1

I've got an issue which caused me quite a bit of a headache and found the solution, but I cannot understand why the problem was happening in the first place.

I've got an nginx reverse proxy which is routing requests to 1 of 3 servers. All are node servers, two of them are express and one is a custom built one.

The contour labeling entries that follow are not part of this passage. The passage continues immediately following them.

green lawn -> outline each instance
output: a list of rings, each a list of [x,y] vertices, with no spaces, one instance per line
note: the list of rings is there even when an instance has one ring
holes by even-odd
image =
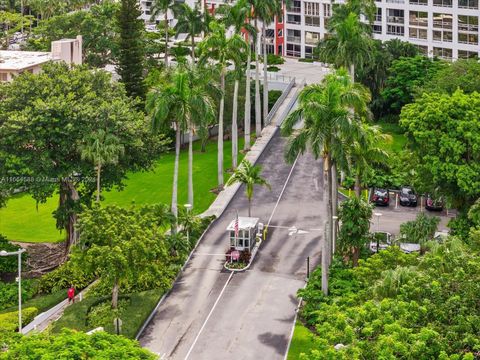
[[[398,124],[379,122],[378,125],[382,131],[392,136],[392,142],[385,144],[385,150],[390,150],[394,153],[399,153],[407,142],[403,129]]]
[[[309,353],[313,350],[312,333],[300,321],[295,324],[292,343],[288,351],[288,360],[300,359],[301,353]]]
[[[163,291],[160,289],[143,291],[131,295],[130,304],[125,309],[125,314],[122,320],[122,335],[128,338],[135,338],[138,330],[143,325],[147,317],[152,312],[153,308],[157,305],[160,297],[163,295]],[[97,304],[100,300],[109,301],[110,297],[86,297],[81,302],[67,307],[62,317],[52,324],[52,332],[58,333],[63,328],[74,329],[78,331],[92,330],[85,323],[88,311],[92,305]],[[104,329],[107,332],[114,333],[113,323],[104,325]]]
[[[239,139],[239,149],[243,148],[243,138]],[[215,199],[210,192],[217,185],[217,145],[212,141],[207,145],[205,153],[200,152],[200,143],[194,144],[193,181],[194,181],[194,211],[201,213]],[[231,142],[224,144],[225,169],[231,168]],[[239,159],[243,154],[239,154]],[[188,153],[182,151],[179,171],[179,204],[187,202],[187,166]],[[112,190],[105,193],[105,204],[128,206],[130,204],[170,204],[172,196],[174,154],[163,155],[153,171],[138,172],[128,175],[123,191]],[[225,174],[225,179],[229,174]],[[24,242],[57,242],[64,235],[55,227],[52,212],[58,205],[58,198],[52,197],[45,204],[38,204],[28,195],[12,197],[7,207],[0,209],[0,234],[9,240]]]

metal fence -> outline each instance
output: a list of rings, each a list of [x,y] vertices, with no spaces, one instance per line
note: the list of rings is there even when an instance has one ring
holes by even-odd
[[[292,78],[292,80],[290,81],[290,83],[287,85],[287,87],[285,88],[285,90],[283,90],[283,93],[282,95],[280,95],[280,97],[277,99],[277,101],[275,102],[275,104],[273,105],[272,109],[270,110],[270,112],[268,113],[268,116],[267,118],[265,119],[265,126],[266,125],[269,125],[271,122],[272,122],[272,119],[273,117],[275,116],[275,114],[277,113],[278,109],[280,108],[280,106],[282,105],[282,103],[285,101],[285,98],[288,96],[288,94],[290,93],[290,90],[292,90],[292,88],[295,86],[295,78]]]

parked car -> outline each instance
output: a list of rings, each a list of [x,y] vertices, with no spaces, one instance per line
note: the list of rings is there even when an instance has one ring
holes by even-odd
[[[388,206],[390,203],[388,190],[380,188],[373,189],[372,202],[377,206]]]
[[[425,209],[430,211],[442,211],[443,200],[441,198],[434,198],[431,194],[427,194],[427,200],[425,201]]]
[[[417,206],[417,194],[410,186],[400,189],[399,199],[402,206]]]

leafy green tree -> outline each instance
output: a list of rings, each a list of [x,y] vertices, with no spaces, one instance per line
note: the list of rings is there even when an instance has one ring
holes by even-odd
[[[34,360],[42,357],[156,359],[154,354],[142,349],[138,342],[123,336],[111,335],[103,331],[88,335],[84,332],[67,329],[55,335],[38,333],[29,336],[12,336],[7,340],[6,349],[0,353],[0,359],[2,360]]]
[[[165,27],[165,67],[168,67],[168,41],[169,41],[169,22],[168,12],[175,7],[175,0],[153,0],[151,11],[151,20],[154,20],[159,15],[163,15],[163,26]]]
[[[358,266],[360,251],[370,241],[372,206],[358,197],[350,198],[340,205],[338,213],[340,232],[338,245],[341,252],[350,257],[353,267]]]
[[[480,196],[479,114],[480,94],[457,90],[424,93],[400,115],[418,178],[462,211]]]
[[[331,35],[318,44],[318,55],[322,61],[349,69],[352,81],[355,81],[355,68],[371,59],[371,29],[354,12],[333,20],[329,22]]]
[[[415,220],[400,225],[400,236],[404,239],[402,241],[420,244],[420,253],[423,254],[427,241],[433,239],[439,223],[438,216],[427,216],[421,212]]]
[[[400,58],[393,61],[381,96],[390,112],[400,113],[405,104],[413,101],[415,91],[431,79],[445,63],[425,56]]]
[[[80,242],[72,261],[110,285],[116,309],[123,282],[135,279],[146,267],[165,266],[168,247],[162,229],[169,221],[164,205],[94,206],[80,217]]]
[[[181,133],[189,131],[188,201],[193,205],[193,148],[192,137],[200,119],[214,116],[213,100],[206,90],[202,74],[195,68],[179,66],[167,84],[155,86],[147,96],[146,109],[152,118],[155,132],[175,129],[175,166],[173,174],[172,213],[178,216],[178,168]],[[205,73],[203,73],[205,74]],[[175,227],[176,228],[176,227]]]
[[[127,172],[150,168],[165,140],[151,135],[136,103],[108,73],[65,63],[42,70],[0,88],[0,174],[16,179],[3,183],[4,189],[23,188],[38,202],[59,194],[54,216],[69,248],[80,203],[90,204],[96,189],[95,170],[78,145],[99,128],[119,139],[125,156],[103,167],[103,188],[111,189],[122,185]]]
[[[92,67],[114,63],[118,53],[118,3],[104,1],[88,11],[79,10],[42,20],[32,31],[26,50],[50,51],[52,41],[83,37],[83,60]]]
[[[322,84],[307,86],[298,99],[298,107],[285,120],[282,134],[290,136],[285,156],[293,161],[310,150],[316,159],[323,159],[323,192],[327,219],[332,219],[332,160],[344,154],[343,142],[349,134],[356,133],[357,113],[365,112],[368,95],[363,87],[351,82],[346,71],[337,71],[326,77]],[[303,120],[303,127],[295,130],[295,124]],[[343,156],[342,156],[343,157]],[[328,294],[328,262],[331,253],[333,223],[325,224],[328,237],[322,245],[322,290]]]
[[[225,25],[212,22],[210,23],[210,33],[200,44],[201,62],[205,63],[208,59],[216,61],[220,72],[220,89],[222,91],[220,99],[220,110],[218,114],[218,187],[223,188],[223,128],[224,128],[224,110],[225,110],[225,76],[227,73],[227,63],[234,61],[240,63],[243,55],[246,53],[246,44],[242,37],[233,34],[227,37]]]
[[[446,63],[420,86],[422,92],[453,94],[457,89],[463,90],[466,94],[480,92],[480,63],[477,59],[458,59]]]
[[[252,165],[248,160],[243,160],[240,166],[235,170],[232,177],[228,179],[227,186],[235,183],[245,185],[245,194],[248,199],[248,216],[252,213],[253,189],[255,185],[266,186],[270,189],[270,184],[262,176],[262,168]]]
[[[90,160],[97,171],[97,203],[100,202],[100,176],[103,165],[117,164],[118,158],[125,153],[125,147],[119,139],[103,129],[87,137],[86,141],[79,146],[82,160]]]
[[[122,0],[117,14],[119,28],[117,72],[125,84],[128,96],[145,99],[143,33],[145,25],[139,19],[137,0]]]

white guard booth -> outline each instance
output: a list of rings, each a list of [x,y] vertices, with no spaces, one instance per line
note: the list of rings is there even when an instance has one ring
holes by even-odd
[[[259,218],[238,217],[238,237],[235,237],[235,219],[228,225],[230,248],[238,251],[251,251],[255,246]]]

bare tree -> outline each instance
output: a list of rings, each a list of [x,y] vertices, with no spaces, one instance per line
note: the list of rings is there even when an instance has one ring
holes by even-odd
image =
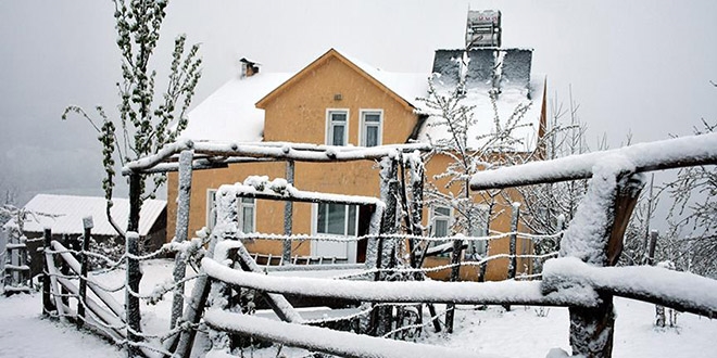
[[[115,165],[155,153],[166,143],[173,142],[187,126],[187,111],[201,77],[199,44],[185,51],[186,36],[175,39],[169,76],[166,89],[156,93],[156,72],[150,68],[152,53],[160,40],[160,28],[166,15],[166,0],[113,0],[114,18],[117,29],[117,46],[122,53],[122,81],[117,82],[120,93],[118,118],[110,117],[102,106],[90,115],[80,106],[68,106],[62,115],[70,113],[87,119],[98,131],[102,143],[105,178],[102,180],[108,201],[106,215],[115,230],[124,235],[123,229],[112,220],[112,192],[115,187]],[[133,205],[141,206],[143,200],[153,197],[156,190],[166,181],[165,176],[153,178],[154,188],[146,189],[146,178],[138,178],[138,188],[131,188]],[[133,196],[136,196],[133,200]],[[137,230],[130,220],[129,229]]]
[[[717,123],[702,120],[695,135],[715,132]],[[668,214],[667,250],[676,266],[717,278],[717,168],[714,165],[682,168],[667,184],[674,200]]]

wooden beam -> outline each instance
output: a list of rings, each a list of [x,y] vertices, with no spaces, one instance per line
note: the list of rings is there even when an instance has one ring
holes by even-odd
[[[504,189],[592,177],[595,164],[628,161],[633,172],[717,164],[717,133],[639,143],[616,150],[570,155],[476,172],[470,190]]]

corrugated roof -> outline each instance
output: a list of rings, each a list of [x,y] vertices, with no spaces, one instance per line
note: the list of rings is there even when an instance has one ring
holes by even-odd
[[[111,213],[115,222],[122,228],[127,227],[129,217],[129,200],[113,199]],[[83,232],[83,218],[92,216],[95,223],[92,234],[116,235],[116,231],[108,221],[104,197],[37,194],[26,205],[25,209],[34,213],[25,221],[26,232],[42,232],[51,228],[52,233],[79,234]],[[147,235],[167,203],[163,200],[147,200],[139,212],[139,234]],[[11,220],[5,228],[14,225]]]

The issue: when my firewall is up, the first request in the total uptime of the two express servers suffers a 504:Gateway Timeout. After that happens, the files are served quickly and without issue, even over the course of multiple days.

I was able to narrow the problem down to the firewall by noticing that the issue disappears when I bring down the firewall completely. My server is running FreeBSD, using PF as a firewall. Here is the relevant pf.conf:

iface = "vtnet0"
loopback = "lo0"
public_ip = "132.148.77.28/32"
localnet = "127.0.0.1"

nat on $iface from any to any -> $public_ip # added by cloud server provider
pass out quick on $iface proto { tcp udp } from port ntp keep state
block log all
pass in on $iface proto tcp from $localnet to port mail
pass in log on $iface proto tcp to $public_ip port { ssh http } keep state
pass in log on $loopback proto tcp to $localnet port { 5555 5556 5557 } keep state
pass out log all keep state

I understand that any traffic on the vtnet0 device will be translated to using the public-ip.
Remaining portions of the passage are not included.